UK and Ireland sportsbook stakes were up 18% and new customer acquisitions were up more than a third (39%) compared with last year.
Football customer acquisition was up 31%, actives up 18% and stakes up 16%, and the firm said its core UK and Ireland-facing paddypower.com business “rebounded strongly” in 2014 as it “addressed the competition” that arose as operators “jockeyed to gain scale and momentum” ahead of PoC being introduced.
Paddys said it increased its sportsbook TV advertising share of voice from 5% to 15% during the period, with a particular focus on football, an area in which it acknowledged it was “under-penetrated” and offered a “significant opportunity” for growth.
Mobile accounted for 55% of the operator’s total online revenues, with 77% of active sportsbook users and 45% of egaming customers using mobile in December, despite discontinuing its Roller Casino mobile application.
Paddy Power’s Italy-facing paddypower.it site saw an 85% or 7.9m increase in net revenue last year, but still posted an operating loss of 14.7m.

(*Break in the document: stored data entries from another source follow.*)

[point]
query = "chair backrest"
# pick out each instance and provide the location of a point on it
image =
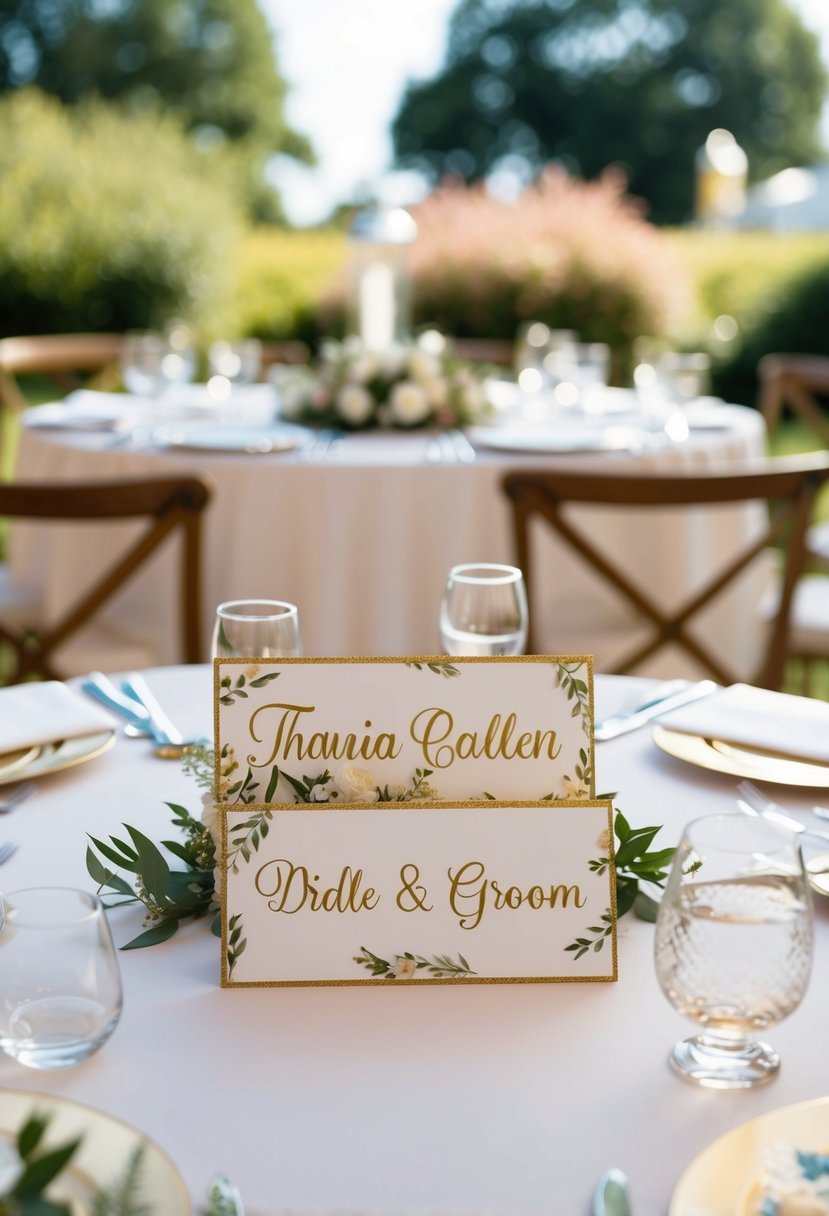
(167, 504)
(794, 381)
(788, 485)
(60, 356)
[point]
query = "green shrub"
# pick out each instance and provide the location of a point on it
(575, 254)
(107, 220)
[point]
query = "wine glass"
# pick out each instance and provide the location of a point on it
(733, 945)
(60, 986)
(260, 629)
(484, 611)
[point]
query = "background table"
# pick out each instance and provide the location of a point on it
(505, 1098)
(361, 539)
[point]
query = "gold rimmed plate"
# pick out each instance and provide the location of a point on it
(725, 1180)
(740, 761)
(103, 1154)
(10, 761)
(61, 754)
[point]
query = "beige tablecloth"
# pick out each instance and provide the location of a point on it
(502, 1098)
(361, 539)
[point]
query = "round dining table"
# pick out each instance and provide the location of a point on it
(360, 532)
(503, 1098)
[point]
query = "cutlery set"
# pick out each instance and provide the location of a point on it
(139, 707)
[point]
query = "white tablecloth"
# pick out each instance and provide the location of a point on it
(503, 1098)
(361, 540)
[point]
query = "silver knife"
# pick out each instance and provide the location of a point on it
(612, 1195)
(621, 724)
(785, 821)
(163, 730)
(105, 691)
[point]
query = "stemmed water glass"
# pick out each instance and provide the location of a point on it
(484, 611)
(260, 629)
(733, 945)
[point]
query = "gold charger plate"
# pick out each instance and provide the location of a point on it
(17, 759)
(61, 754)
(105, 1150)
(740, 761)
(723, 1180)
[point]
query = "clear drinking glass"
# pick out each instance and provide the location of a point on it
(257, 629)
(60, 986)
(484, 611)
(733, 945)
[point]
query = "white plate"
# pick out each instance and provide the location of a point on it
(105, 1149)
(61, 754)
(235, 439)
(557, 439)
(722, 1181)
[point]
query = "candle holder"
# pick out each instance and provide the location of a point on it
(381, 313)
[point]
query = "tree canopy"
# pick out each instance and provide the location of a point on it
(631, 83)
(210, 62)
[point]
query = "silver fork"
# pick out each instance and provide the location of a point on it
(16, 797)
(757, 801)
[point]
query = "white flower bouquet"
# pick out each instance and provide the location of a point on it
(405, 387)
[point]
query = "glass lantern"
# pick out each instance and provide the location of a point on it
(381, 313)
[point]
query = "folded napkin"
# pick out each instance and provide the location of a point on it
(45, 713)
(771, 721)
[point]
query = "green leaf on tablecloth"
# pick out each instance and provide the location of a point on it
(153, 870)
(158, 933)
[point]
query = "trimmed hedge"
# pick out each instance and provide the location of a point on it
(107, 220)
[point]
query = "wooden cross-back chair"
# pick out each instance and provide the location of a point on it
(63, 358)
(788, 485)
(798, 382)
(167, 504)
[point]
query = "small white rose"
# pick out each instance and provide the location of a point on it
(362, 369)
(357, 784)
(422, 366)
(355, 404)
(409, 404)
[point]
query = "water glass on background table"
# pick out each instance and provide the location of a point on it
(261, 629)
(484, 611)
(60, 986)
(733, 945)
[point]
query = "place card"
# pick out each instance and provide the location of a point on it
(422, 893)
(394, 730)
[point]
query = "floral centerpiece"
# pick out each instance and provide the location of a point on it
(405, 386)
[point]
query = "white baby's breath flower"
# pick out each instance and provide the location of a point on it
(409, 404)
(355, 404)
(357, 784)
(575, 788)
(404, 968)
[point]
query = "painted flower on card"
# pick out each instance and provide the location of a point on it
(355, 405)
(575, 788)
(357, 784)
(404, 968)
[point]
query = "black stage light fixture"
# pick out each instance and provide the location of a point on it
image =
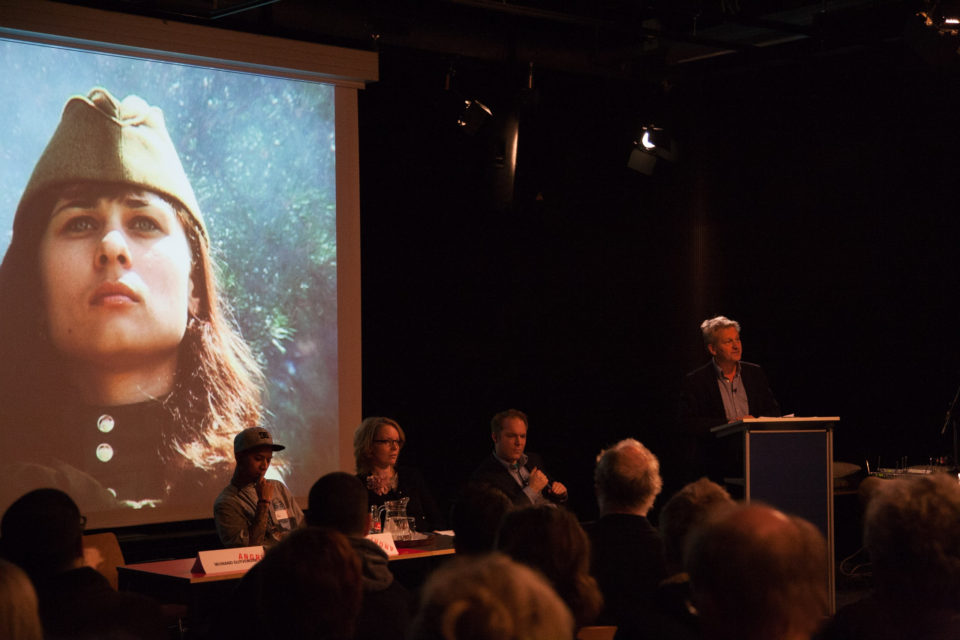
(651, 144)
(475, 114)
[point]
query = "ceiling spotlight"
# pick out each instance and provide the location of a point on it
(942, 15)
(652, 144)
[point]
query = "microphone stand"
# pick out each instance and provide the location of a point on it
(950, 420)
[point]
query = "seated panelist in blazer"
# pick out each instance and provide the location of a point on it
(509, 468)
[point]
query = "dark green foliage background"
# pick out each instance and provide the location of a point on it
(260, 154)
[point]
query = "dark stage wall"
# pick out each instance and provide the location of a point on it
(815, 203)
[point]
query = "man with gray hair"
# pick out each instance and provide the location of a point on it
(723, 390)
(627, 551)
(911, 531)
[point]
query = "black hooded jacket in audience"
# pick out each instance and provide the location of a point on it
(387, 606)
(80, 604)
(628, 562)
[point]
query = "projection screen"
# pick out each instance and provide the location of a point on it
(266, 133)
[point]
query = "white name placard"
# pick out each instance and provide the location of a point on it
(227, 560)
(385, 542)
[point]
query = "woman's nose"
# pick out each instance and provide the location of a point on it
(113, 248)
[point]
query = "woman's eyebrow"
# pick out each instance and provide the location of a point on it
(84, 202)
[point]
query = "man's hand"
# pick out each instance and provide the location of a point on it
(558, 491)
(264, 489)
(537, 480)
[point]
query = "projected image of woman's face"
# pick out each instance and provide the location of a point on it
(115, 273)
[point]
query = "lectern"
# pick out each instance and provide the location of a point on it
(788, 464)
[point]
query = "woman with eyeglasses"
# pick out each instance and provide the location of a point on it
(376, 447)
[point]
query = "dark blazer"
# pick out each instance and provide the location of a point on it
(701, 408)
(491, 471)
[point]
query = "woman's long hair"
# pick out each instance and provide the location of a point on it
(552, 541)
(217, 389)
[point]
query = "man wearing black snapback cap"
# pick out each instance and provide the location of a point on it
(253, 510)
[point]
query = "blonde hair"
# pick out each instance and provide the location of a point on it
(490, 597)
(363, 440)
(19, 613)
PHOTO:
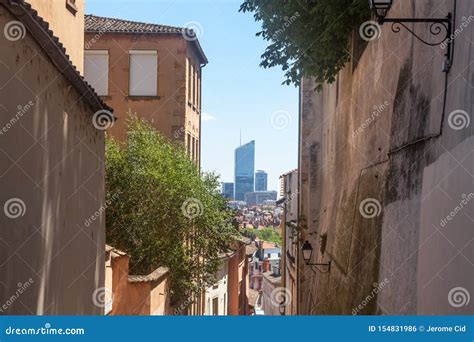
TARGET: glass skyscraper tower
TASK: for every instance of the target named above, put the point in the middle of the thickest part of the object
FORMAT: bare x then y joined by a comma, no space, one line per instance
244,170
261,181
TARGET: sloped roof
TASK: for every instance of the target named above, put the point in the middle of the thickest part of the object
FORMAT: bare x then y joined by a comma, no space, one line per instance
94,23
39,30
153,276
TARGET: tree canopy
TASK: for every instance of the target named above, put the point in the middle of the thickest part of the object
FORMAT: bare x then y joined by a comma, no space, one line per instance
307,37
163,212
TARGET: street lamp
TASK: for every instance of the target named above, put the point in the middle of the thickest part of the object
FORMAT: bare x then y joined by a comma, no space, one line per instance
307,251
380,7
437,26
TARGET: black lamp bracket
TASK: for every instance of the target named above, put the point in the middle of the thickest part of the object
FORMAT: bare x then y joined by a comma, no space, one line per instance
441,28
315,265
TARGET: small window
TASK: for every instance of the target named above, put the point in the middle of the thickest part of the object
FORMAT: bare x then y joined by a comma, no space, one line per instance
143,73
96,70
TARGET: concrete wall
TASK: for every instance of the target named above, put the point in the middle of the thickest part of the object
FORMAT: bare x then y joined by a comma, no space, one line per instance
51,158
132,297
289,253
383,134
68,27
172,113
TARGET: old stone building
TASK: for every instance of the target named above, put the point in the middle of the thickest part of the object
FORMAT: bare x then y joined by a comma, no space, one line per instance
128,294
289,255
51,164
151,70
386,173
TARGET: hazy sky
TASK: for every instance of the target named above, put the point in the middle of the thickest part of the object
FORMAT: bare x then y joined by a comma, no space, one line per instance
236,92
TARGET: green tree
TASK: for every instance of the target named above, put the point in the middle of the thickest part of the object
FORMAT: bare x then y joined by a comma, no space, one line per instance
307,37
163,212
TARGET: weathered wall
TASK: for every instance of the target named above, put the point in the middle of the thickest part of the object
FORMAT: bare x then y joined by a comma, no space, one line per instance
68,27
136,295
51,158
381,134
171,112
290,251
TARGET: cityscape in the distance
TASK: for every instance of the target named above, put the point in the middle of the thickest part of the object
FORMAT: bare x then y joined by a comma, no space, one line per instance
249,186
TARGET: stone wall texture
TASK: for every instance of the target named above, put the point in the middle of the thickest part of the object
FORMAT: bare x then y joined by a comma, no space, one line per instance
389,135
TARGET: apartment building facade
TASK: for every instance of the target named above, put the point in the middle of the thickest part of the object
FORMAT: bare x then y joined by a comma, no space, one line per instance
52,155
149,70
289,256
386,175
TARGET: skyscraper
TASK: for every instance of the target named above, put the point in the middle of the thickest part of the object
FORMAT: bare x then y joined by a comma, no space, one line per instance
228,190
261,180
244,170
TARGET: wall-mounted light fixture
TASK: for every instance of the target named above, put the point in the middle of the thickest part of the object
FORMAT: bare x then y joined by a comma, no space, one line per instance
307,251
437,27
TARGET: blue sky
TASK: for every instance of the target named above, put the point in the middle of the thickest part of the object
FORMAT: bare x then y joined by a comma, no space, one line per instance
236,92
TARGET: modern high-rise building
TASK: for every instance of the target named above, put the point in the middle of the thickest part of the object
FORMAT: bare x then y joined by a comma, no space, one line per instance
261,180
244,170
228,190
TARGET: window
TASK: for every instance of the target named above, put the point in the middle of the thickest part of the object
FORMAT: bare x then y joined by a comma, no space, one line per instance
96,70
188,65
215,306
143,73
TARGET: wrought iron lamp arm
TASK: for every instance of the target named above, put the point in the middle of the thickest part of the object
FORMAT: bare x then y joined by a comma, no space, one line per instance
436,28
315,265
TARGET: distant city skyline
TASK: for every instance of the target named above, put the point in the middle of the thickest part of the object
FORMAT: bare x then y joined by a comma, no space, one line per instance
244,174
237,94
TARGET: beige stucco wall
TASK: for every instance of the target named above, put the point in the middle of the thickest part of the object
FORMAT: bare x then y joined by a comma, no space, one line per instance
51,158
68,27
408,158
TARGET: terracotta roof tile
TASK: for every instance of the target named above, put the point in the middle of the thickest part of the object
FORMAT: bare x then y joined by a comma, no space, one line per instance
94,23
39,30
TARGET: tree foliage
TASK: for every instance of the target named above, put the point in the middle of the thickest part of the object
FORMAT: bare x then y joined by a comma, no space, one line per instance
307,37
158,203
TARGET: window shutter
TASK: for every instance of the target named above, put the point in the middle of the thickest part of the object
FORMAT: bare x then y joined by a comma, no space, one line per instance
143,73
96,70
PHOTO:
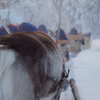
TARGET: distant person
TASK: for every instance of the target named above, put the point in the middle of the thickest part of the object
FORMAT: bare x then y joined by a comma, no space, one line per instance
43,28
27,27
62,36
12,28
73,31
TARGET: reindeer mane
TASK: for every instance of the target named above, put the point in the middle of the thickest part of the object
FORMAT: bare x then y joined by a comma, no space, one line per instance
38,54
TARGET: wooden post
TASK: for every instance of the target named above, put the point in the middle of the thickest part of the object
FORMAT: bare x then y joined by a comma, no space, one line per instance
74,89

Paddy’s said that despite having achieved “meaningful” sportsbook market share in Italy, overall market growth “remains slower than expected” with the bookmaker “undertaking a review of the opportunity” in order to better position itself in the market.
Total group net revenues, including the company’s retail division, were up 18% to 881.6m year-on-year, while the company said it would return almost 400m to shareholders through surplus cash and planned debt raising, suggesting it has no plans for M&A activity in the near future.
Paddy Power’s share price was up almost 10% to 72.90 this morning.